# Manual Annotation

To ensure that the manual annotator tool matches the categories used by the automatic annotator (e.g., DeepFace), we'll use the same categories that DeepFace uses for gender, race, and age annotations.

Automatic Annotation Categories:

**Gender:** DeepFace typically returns "Man" or "Woman" for gender.

**Race/Ethnicity:** DeepFace returns a dominant race from the following categories:

asian
indian
black
white
middle eastern
latino hispanic

**Age:** DeepFace provides age as an integer, but we convert it into age groups by decade.

# Annotation Guide

You will be required to annotate 12 images by providing answers for three categories: age, gender, and ethnicity. 

### Instructions
1. **Enter a Nickname**: Please start by entering a nickname that cannot be linked to your identity. This ensures anonymity in the annotation process.
  
2. **Annotate Each Image**: You will then see the first image. For each image, select one option for each category: **age**, **gender**, and **ethnicity**. Your choices should be based on your best judgment using the definitions provided below:
   - **Age Groups**: Choose from the following:
      - **Baby** (0–1 year)
      - **Child** (2–9 years)
      - **Adolescent** (10–19 years)
      - **Young Adult** (20–29 years)
      - **Middle-aged Adult** (30–49 years)
      - **Older Adult** (50–65 years)
      - **Elderly** (65+ years)
      
   - **Gender**: Choose from **Man** or **Woman**. Note that this category refers to perceived gender based on appearance.
   
   - **Ethnicity**: Choose from the following categories:
      - **Asian**
      - **Indian**
      - **Black**
      - **White**
      - **Middle Eastern**
      - **Latino/Hispanic**
      
   Please base your judgments on visible traits. Keep in mind that these labels are intended for research into automated systems and may not capture the complexity of individual identities.

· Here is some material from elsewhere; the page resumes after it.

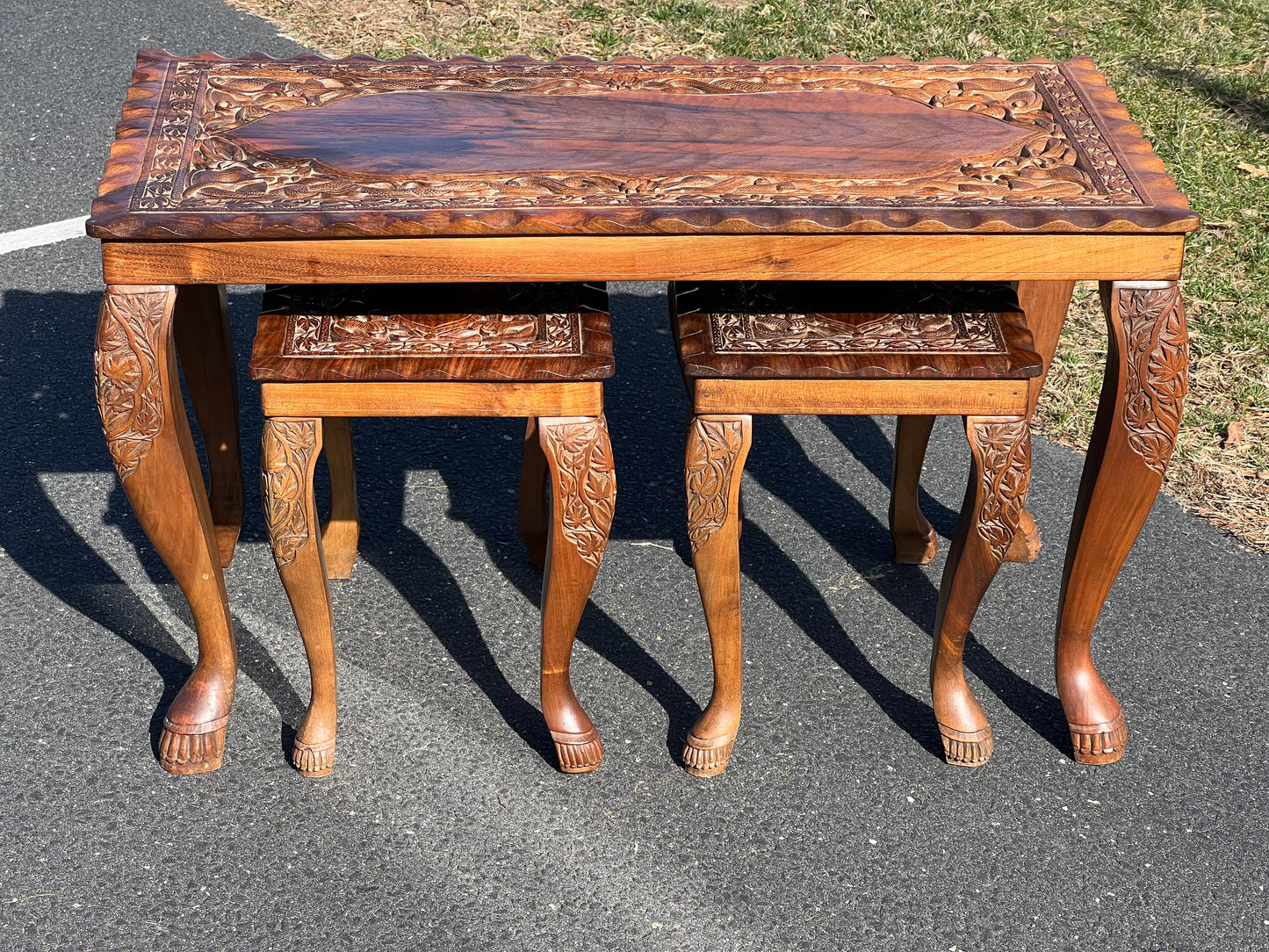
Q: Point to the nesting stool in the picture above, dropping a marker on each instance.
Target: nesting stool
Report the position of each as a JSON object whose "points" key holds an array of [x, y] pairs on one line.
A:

3. **Save Your Selections**: After selecting an option for all three categories, click on "Save."

4. **Proceed to the Next Image**: Click "Next" to move to the next image.

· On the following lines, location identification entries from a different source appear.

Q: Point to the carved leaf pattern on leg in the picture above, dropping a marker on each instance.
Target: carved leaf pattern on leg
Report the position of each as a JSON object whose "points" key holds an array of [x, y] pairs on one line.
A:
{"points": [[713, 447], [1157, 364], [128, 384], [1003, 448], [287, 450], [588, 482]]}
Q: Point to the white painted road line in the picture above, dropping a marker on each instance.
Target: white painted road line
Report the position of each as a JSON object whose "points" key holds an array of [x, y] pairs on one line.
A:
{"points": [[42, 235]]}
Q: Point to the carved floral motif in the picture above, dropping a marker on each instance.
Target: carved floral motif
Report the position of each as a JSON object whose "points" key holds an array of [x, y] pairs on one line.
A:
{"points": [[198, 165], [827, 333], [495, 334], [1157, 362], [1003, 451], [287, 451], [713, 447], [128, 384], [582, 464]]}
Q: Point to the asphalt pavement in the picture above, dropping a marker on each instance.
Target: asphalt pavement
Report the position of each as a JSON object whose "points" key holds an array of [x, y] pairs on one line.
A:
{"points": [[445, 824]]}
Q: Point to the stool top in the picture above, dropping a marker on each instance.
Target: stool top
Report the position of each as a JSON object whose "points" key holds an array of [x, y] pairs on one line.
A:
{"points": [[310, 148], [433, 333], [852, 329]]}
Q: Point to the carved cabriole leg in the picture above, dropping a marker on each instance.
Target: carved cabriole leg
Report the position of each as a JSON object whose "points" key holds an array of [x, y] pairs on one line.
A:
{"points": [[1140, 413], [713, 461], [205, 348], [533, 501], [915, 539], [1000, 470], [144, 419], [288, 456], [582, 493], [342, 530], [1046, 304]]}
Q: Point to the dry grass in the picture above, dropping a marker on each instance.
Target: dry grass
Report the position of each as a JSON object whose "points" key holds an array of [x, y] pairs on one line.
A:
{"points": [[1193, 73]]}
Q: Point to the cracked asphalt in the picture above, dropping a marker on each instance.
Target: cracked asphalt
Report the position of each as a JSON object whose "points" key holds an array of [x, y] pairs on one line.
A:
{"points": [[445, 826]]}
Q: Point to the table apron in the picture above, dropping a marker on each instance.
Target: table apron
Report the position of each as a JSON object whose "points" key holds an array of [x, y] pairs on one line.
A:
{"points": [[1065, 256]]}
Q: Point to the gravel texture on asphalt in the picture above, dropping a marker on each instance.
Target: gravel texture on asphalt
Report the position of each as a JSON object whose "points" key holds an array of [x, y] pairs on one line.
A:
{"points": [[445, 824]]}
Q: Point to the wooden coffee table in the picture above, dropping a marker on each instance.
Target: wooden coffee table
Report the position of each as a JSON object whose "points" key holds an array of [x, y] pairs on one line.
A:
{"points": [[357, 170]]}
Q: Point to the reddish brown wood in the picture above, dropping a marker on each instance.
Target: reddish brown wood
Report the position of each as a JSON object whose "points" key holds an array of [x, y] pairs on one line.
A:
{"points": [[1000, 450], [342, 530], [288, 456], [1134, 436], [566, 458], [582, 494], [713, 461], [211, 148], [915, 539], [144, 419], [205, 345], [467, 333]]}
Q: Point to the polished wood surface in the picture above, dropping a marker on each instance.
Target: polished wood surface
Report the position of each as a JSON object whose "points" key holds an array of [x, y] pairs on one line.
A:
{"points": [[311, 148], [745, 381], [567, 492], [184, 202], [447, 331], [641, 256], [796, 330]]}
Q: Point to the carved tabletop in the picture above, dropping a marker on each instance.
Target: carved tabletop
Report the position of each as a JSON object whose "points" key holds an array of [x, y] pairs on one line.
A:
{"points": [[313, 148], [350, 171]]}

5. **Repeat the Process**: Continue this process for all images.

6. **Review Completed Annotations**: After completing all annotations, review your entries to ensure that no fields are left blank.

### Important Notes
- **Accuracy and Judgment**: Please annotate each image as accurately as possible, based on your best judgment. If you are uncertain, make your best guess. This helps us assess which images are challenging for annotators, an important part of the analysis.
  
- **Ground Truth and Consistency**: Since this dataset consists of unknown individuals, we do not have exact demographic information. We aim to use your annotations to establish a "ground truth" based on consensus among annotators, which will help us evaluate automated system performance.

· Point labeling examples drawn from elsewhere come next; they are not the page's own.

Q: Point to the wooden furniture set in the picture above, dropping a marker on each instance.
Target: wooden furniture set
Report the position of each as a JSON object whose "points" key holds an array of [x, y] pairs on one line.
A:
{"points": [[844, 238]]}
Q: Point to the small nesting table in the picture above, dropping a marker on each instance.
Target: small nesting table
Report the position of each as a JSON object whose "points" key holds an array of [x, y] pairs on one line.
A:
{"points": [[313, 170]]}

- **Ethical Considerations**: Recognize that categories like age, gender, and ethnicity involve subjective assessment and can be sensitive. The purpose of this annotation is to evaluate biases in automated systems and improve their accuracy, not to define individuals. Please approach the task respectfully, keeping in mind the limitations of these categories.

- **Why Your Input Matters**: Your responses are crucial for understanding annotation consistency, identifying challenging cases, and evaluating automated system performance. Your work helps build more accurate and fair models in the future.

In [None]:
import tkinter as tk
from tkinter import ttk, messagebox, simpledialog
from PIL import Image, ImageTk
import pandas as pd
import os
from functools import reduce
import matplotlib.pyplot as plt

In [None]:
class AnnotationTool:
    def __init__(self, root, image_dir, annotations_file):
        self.root = root
        self.image_dir = image_dir
        self.annotations_file = annotations_file

        # Load images from directory
        self.image_files = [f for f in os.listdir(image_dir) if f.endswith(('.jpg', '.png'))]
        self.current_index = 0

        # Load or create annotation DataFrame
        self.annotations_df = self.load_or_create_annotations()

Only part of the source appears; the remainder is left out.